A Recap of Cass-Operator in 2021 and What's Coming Next

Originally published at: A Recap of Cass-Operator in 2021 and What's Coming Next - K8ssandra, Apache Cassandra® on Kubernetes

While much of our content here focuses on K8ssandra Helm charts and the upcoming K8ssandra-operator, it should be noted that both use cass-operator to deploy the Cassandra parts. Since we haven’t published a lot of information specifically targeting the cass-operator, I thought it was a good time to take a retrospective look at how we improved it in 2021.

If you’re only using the downstream projects, you might still find this post interesting as these projects provide a lot of extra tools and can simplify certain deployment models. The features and changes mentioned here should be mostly available now or in the future with the K8ssandra or K8ssandra-operators.

Even if you don’t need any of the additional features provided by the other projects, you can keep using the cass-operator in a standalone mode to deploy and manage your Cassandra installations in Kubernetes. Also, using cass-operator directly will give you access to certain features that might be hidden by the other projects (such as certain advanced configuration options of pods).

During the past year, some of the features have come from the requirements in other projects or weak points we’ve noticed while building them. But it has also been nice to see a large number of feature requests, bug reports from the community (and PRs fixing them!). We truly appreciate all the input and it genuinely helps us make the product better for everyone. 

So, let’s take stock of the results from all that input.

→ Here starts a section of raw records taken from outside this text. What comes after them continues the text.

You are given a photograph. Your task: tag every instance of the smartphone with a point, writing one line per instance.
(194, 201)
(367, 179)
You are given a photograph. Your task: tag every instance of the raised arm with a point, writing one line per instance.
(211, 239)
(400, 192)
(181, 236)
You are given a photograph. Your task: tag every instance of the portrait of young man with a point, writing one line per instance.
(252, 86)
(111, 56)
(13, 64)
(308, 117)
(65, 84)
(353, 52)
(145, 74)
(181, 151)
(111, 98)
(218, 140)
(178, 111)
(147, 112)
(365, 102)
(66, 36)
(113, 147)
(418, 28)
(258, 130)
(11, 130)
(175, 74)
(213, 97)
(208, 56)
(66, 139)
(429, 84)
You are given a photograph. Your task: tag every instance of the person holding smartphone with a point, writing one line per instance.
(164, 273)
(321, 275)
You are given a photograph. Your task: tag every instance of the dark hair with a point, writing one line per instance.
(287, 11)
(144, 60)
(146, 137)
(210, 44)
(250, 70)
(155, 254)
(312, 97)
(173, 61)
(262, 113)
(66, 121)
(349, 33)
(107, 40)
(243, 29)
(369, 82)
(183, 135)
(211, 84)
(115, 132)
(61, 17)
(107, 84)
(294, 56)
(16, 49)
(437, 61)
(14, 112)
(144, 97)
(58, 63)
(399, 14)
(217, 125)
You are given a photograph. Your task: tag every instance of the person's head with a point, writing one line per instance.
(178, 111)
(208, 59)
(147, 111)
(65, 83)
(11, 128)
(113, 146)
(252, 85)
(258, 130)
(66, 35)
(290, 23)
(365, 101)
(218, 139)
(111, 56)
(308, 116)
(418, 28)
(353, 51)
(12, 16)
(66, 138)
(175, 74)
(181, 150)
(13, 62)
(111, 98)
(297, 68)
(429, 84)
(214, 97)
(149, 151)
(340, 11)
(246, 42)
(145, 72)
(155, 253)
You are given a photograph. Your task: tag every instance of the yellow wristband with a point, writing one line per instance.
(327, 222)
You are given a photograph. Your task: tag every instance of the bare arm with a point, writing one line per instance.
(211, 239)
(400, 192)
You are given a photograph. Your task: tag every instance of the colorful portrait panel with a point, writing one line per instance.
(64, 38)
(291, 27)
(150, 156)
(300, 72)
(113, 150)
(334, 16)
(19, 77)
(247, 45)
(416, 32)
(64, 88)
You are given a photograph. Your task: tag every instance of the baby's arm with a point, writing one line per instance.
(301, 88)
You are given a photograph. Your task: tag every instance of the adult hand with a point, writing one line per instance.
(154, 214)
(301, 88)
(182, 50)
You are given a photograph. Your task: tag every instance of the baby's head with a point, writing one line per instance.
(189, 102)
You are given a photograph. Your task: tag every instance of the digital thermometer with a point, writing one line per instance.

Upgrade path from older versions to current ones

Part of evolving the product means that users might want to upgrade the version of cass-operator they use. Due to the numerous changes in the underlying Kubernetes CRD handling, as well as the frameworks we use to build the cass-operator, there are some hoops to go through if you want to upgrade to a newer version of cass-operator.

If you’re still running versions from the datastax/cass-operator repository, the only supported upgrade path is updating first to k8ssandra/cass-operator version 1.7.1.

1.7.1 is also the last version that can be updated using the Helm chart from the cass-operator repository. To keep deploying using Helm, the supported method is to use k8ssandra/k8ssandra repository moving forward. Our README has instructions on how to install only the cass-operator. These Helm charts might not include the latest cass-operator version since they follow the K8ssandra release process, but should eventually get every version.

From 1.8.0, we support deploying using Kustomize, which is also bundled inside kubectl. This requires changing the kubectl’s -f parameter to -k, but should otherwise be equal to previous behavior if you don’t want to change any defaults. But, it also allows customizing your deployment more than the previous deployment models we used. We provide a few example methods, such as cluster-scoped installation as well as namespace-scoped one.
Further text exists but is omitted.